For patients who undergoing hemodialysis, it is important to have good AV fistula. One third of AV fistula usually fail during early stage. It is helpful to use nerve block to dilate the blood vessels and enhance the prognosis. But 0.2% Ropivacaine usually cause muscle weakness in present studies. The investigators hope to find the lowest concentration to provide sympathectomy without muscle weakness. Because the patients with hemodialysis usually have multiple co-morbidity, thus we choose patients with forearm fracture at the first place. With this result, the investigators can design further study for patients with hemodialysis. The investigators prefer proximal approach because brachial plexus run together in the cosctoclavicular space and show lower incidence of incomplete work.

Detailed Description

Not available

Study Timeline

• Study First Submitted: 2020-05-31
• Status Verified: 2020-06
• Study First Submitted QC: 2020-06-03
• Last Update Submitted: 2020-06-03
• Study Start: 2020-06-04
• Study First Posted: 2020-06-04
• Last Update Posted: 2020-06-04
• Primary Completion: 2021-07-04
• Study Completion: 2021-07-04

Recruitment & Eligibility

• Status: UNKNOWN
• Sex: All
• Target Recruitment: 66

Inclusion Criteria

• Age between 20-80 y/o, BW: 40-90 kilograms，ASA class I-III，No pre-existing neuropathy，Scheduled for upper limb surgery.

Exclusion Criteria

1. Pre-existing neuropathy (ex: polyneuropathy)
2. History of allergy to xylocaine、ropivacaine、epinephrine
3. Emergent surgery
4. Coagulopathy
5. Patient who can not express themselves

Study & Design

• Study Type: OBSERVATIONAL
• Study Design: Not specified

Primary Outcome Measures

Name	Time	Method
Change of diameter of basilic vein and brachial artery	Change from baseline diameter(pre-nerve block) at 48hour	Use ultrasound to measure the difference of diameter at different time point.

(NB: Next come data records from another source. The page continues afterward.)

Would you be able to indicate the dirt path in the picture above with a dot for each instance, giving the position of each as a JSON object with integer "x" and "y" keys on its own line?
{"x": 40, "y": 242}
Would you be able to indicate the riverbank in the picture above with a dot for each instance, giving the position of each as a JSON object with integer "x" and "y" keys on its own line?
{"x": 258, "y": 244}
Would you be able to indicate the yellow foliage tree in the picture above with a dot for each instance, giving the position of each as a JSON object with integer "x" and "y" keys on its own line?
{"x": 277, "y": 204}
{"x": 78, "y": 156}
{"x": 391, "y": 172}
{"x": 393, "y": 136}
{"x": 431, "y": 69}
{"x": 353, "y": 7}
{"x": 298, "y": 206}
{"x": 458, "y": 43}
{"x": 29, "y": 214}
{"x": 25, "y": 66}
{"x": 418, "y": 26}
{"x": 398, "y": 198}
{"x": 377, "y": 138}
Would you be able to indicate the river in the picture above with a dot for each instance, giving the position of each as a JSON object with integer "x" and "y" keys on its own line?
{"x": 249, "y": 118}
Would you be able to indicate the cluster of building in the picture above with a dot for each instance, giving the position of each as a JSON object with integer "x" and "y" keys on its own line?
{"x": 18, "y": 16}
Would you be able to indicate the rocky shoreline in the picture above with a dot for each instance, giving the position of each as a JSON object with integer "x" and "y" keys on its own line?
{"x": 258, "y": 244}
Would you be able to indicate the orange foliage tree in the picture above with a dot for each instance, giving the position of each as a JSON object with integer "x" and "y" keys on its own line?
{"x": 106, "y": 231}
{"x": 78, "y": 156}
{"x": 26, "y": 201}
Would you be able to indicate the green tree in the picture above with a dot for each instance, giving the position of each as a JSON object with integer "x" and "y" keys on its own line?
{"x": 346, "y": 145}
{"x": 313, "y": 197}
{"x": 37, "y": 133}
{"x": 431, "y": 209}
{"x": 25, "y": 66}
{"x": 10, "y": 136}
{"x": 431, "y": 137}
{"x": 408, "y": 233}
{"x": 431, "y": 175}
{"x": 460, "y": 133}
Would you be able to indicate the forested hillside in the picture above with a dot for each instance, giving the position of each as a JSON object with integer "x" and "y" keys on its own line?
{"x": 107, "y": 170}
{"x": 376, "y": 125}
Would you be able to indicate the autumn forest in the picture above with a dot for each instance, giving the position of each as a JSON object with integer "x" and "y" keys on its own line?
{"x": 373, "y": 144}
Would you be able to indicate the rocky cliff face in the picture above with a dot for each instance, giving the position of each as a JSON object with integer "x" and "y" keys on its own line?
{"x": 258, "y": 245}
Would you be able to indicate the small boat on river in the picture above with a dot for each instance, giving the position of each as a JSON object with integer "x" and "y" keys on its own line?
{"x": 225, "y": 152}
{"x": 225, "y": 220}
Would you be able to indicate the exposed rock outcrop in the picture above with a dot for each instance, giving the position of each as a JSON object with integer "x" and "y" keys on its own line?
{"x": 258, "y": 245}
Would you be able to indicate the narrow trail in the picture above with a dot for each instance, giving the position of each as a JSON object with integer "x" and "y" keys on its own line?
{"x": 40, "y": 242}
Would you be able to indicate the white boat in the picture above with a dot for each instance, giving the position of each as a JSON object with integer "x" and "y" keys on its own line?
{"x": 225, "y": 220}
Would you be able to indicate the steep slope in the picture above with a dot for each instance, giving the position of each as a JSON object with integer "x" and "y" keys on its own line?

Secondary Outcome Measures

Name	Time	Method
Motor block of upper limb	48hour post nerve block	A validated 3-point scale was used: 0 = no block (patient has normal power), 1 = patient can feel weakness with the unblocked side, and 2 = complete anesthesia.
Sensory block of upper limb	24hour post nerve block	A validated 3-point scale was used: 0 = no block (patient has normal sensation), 1 = patient can feel cold, but the sensation is reduced compared with the unblocked side, and 2 = complete anesthesia.